Mniej wypadków, więcej ofiar

Gospodarz rozmowy Piotr Salak dopytał, czy w ostatnim czasie doszło do poprawy warunków bezpieczeństwa na polskich drogach. Poziom bezpieczeństwa zdecydowanie wzrasta. Mamy młodszą generację kierowców na drogach, którzy z większym poszanowaniem podchodzą do przepisów. Posiadamy nowsze samochody - mówił. Zaznaczył, że powodujemy mniej wypadków niż Francuzi lub Niemcy. Tyle że w tych wypadkach ginie więcej ludzi - ocenił.

Rygas zaznaczył, że Polska zaliczyła jednak znaczny progres, jeśli chodzi o zapobieganie śmiertelnym wypadkom. Ostatnie dwadzieścia lat to ciągły spadek liczby ofiar śmiertelnych. Jest to zasługa gigantycznej pracy zarządców dróg, ale również całego społeczeństwa, które się bogaci i jeździ lepszymi samochodami - podsumował.

Co jeszcze znalazło się w projekcie?

Zmiany w przepisach obejmują m.in. kary za nielegalne wyścigi, driftowanie samochodem i jazda motocyklem na jednym kole. Za tamowanie ruchu przy nielegalnym zgromadzeniu grzywna będzie się zaczynać od 10 tys. zł.

Zaproponowane przez resort sprawiedliwości zmiany zakładają też wyższe kary za brawurową, niebezpieczną jazdę, a recydywiści i posiadacze wielokrotnych zakazów prowadzenia pojazdów mają zostać wyeliminowani z udziału w ruchu drogowym.

W projekcie zapisano definicję nielegalnego wyścigu - rywalizację co najmniej dwóch kierowców, którzy chcą pokonać określony odcinek drogi w jak najkrótszym czasie i z naruszeniem zasad bezpieczeństwa drogowego. Karany ma być też drift - "celowe wprowadzenie pojazdu w poślizg lub doprowadzenie do utraty styczności z nawierzchnią chociażby jednego z kół pojazdu, wykonane w trakcie ogólnodostępnego zgromadzenia, bez wymaganego zezwolenia".

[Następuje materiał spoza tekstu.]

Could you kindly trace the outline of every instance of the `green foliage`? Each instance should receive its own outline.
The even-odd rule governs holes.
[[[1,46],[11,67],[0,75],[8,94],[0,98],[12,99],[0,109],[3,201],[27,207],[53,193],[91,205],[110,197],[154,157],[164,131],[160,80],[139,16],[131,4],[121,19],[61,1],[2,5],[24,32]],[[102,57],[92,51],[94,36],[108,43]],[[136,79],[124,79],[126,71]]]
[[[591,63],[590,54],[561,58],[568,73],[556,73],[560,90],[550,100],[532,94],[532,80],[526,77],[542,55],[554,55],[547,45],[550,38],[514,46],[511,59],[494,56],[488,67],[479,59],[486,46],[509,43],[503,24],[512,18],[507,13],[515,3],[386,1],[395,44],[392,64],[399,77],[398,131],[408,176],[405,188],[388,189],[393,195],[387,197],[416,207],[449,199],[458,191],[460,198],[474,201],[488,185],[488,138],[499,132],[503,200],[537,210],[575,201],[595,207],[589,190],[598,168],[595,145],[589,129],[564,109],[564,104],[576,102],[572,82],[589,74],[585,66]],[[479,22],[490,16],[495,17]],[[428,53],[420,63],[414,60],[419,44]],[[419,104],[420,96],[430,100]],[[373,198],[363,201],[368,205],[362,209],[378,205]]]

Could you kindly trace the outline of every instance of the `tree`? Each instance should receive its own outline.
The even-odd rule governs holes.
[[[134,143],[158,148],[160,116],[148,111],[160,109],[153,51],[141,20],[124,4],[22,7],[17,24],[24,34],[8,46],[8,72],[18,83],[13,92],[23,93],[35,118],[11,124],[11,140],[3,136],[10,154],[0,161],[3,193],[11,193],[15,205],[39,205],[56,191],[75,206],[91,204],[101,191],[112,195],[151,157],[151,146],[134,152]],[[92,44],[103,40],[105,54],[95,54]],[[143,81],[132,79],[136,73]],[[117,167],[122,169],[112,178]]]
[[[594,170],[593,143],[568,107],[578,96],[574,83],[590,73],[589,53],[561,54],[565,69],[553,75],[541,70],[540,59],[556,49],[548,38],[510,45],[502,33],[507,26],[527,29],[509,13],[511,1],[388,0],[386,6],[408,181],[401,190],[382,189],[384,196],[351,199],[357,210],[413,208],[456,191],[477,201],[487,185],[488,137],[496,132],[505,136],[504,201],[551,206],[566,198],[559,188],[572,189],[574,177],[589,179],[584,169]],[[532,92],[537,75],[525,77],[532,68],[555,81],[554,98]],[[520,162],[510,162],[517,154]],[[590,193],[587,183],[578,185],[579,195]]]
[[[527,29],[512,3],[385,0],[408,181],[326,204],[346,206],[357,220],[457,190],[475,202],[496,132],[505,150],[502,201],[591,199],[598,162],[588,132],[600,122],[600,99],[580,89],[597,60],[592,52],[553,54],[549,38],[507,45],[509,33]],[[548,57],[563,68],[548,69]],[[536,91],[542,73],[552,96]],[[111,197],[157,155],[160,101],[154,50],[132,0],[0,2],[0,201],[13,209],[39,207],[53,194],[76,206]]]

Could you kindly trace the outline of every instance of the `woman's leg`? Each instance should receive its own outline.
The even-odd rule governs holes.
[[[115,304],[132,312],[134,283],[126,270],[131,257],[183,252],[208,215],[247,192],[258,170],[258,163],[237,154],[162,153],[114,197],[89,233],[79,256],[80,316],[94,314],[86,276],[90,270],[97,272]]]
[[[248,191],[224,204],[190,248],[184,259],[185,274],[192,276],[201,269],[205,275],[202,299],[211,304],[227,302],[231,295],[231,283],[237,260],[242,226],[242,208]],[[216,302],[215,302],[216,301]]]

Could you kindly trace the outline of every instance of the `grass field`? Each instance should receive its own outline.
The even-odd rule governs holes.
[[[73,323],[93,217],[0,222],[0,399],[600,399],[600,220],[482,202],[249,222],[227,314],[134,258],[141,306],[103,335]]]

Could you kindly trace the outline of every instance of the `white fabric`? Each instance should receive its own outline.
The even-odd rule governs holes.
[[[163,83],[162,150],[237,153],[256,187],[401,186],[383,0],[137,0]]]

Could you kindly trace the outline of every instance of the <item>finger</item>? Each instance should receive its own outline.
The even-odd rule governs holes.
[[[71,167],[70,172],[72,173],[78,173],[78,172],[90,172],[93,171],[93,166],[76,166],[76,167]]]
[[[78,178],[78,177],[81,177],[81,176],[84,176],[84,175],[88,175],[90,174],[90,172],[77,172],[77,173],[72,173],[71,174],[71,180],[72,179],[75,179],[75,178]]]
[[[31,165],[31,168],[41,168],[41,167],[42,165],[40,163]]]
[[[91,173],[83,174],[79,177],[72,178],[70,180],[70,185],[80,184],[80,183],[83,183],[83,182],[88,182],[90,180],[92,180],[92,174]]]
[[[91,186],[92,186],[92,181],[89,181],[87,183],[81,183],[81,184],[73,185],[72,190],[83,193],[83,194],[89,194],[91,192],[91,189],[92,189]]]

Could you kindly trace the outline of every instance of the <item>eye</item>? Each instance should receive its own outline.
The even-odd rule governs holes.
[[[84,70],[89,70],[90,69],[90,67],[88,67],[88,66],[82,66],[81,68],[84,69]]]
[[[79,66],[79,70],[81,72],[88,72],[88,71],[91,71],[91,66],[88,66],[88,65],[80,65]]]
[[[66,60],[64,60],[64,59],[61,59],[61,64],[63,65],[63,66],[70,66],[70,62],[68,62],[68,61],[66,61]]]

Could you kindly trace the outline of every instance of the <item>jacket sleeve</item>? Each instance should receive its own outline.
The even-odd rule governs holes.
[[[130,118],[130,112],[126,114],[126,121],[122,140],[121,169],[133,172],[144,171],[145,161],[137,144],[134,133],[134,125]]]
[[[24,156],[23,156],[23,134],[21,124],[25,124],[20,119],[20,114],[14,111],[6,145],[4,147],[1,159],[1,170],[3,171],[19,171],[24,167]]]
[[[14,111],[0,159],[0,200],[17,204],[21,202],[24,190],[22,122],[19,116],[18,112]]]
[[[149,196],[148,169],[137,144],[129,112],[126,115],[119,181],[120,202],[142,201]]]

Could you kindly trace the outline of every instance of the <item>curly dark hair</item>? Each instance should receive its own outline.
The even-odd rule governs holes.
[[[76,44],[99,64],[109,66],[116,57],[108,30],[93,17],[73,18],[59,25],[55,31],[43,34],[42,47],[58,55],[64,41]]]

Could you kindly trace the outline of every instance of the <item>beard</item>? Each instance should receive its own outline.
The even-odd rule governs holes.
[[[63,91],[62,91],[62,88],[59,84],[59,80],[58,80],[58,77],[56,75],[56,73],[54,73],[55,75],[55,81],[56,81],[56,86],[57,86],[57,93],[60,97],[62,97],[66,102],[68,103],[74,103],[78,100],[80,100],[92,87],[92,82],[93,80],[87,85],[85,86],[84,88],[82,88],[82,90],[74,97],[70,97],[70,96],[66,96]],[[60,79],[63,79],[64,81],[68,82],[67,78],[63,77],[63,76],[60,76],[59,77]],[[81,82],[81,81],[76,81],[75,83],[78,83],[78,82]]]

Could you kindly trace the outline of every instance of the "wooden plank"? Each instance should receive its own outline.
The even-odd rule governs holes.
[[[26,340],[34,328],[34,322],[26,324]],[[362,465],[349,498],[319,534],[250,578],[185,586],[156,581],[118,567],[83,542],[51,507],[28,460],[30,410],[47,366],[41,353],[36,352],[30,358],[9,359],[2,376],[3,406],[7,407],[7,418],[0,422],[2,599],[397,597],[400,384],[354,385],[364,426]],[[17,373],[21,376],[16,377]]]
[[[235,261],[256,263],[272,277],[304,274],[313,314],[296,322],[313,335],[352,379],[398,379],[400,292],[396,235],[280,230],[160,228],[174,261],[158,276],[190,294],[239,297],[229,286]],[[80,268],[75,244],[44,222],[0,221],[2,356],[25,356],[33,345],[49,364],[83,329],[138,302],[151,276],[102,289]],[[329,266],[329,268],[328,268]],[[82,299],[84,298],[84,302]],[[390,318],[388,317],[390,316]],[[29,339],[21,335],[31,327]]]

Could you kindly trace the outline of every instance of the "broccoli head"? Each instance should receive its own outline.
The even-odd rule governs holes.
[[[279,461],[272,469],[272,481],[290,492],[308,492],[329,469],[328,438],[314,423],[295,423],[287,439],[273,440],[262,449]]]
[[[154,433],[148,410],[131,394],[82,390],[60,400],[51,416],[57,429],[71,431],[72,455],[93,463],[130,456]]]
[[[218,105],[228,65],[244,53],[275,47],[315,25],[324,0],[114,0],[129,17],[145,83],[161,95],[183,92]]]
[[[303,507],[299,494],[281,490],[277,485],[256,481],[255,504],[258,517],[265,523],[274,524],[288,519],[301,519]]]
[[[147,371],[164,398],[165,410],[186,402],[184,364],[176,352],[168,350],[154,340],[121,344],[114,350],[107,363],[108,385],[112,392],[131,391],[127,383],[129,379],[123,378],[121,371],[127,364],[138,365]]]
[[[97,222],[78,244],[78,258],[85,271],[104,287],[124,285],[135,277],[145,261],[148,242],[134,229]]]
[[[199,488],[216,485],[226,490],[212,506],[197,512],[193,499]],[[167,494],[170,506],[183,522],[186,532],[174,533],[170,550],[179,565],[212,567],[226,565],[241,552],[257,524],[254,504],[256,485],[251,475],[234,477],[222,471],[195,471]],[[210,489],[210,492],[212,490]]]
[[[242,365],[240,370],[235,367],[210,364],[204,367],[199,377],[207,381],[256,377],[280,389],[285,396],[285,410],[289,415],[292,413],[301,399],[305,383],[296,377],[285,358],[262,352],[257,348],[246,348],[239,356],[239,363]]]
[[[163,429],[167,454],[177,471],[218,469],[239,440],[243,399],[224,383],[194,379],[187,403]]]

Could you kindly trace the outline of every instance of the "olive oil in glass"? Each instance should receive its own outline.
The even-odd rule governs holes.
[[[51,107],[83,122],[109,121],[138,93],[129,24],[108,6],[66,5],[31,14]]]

Przepis obejmie też motocyklistów, którzy jeżdżą na jednym kole.

Za organizację lub udział w nielegalnych wyścigach grozić będzie kara od 3 miesięcy do 5 lat pozbawienia wolności; taka sama kara będzie także grozić za prowadzenie pojazdu poza nielegalnym wyścigiem, ale w sposób brawurowy i stwarzający zagrożenie.

Rząd chce, by nowe przepisy po uchwaleniu weszły w życie - zasadniczo - po 30 dniach od ich ogłoszenia.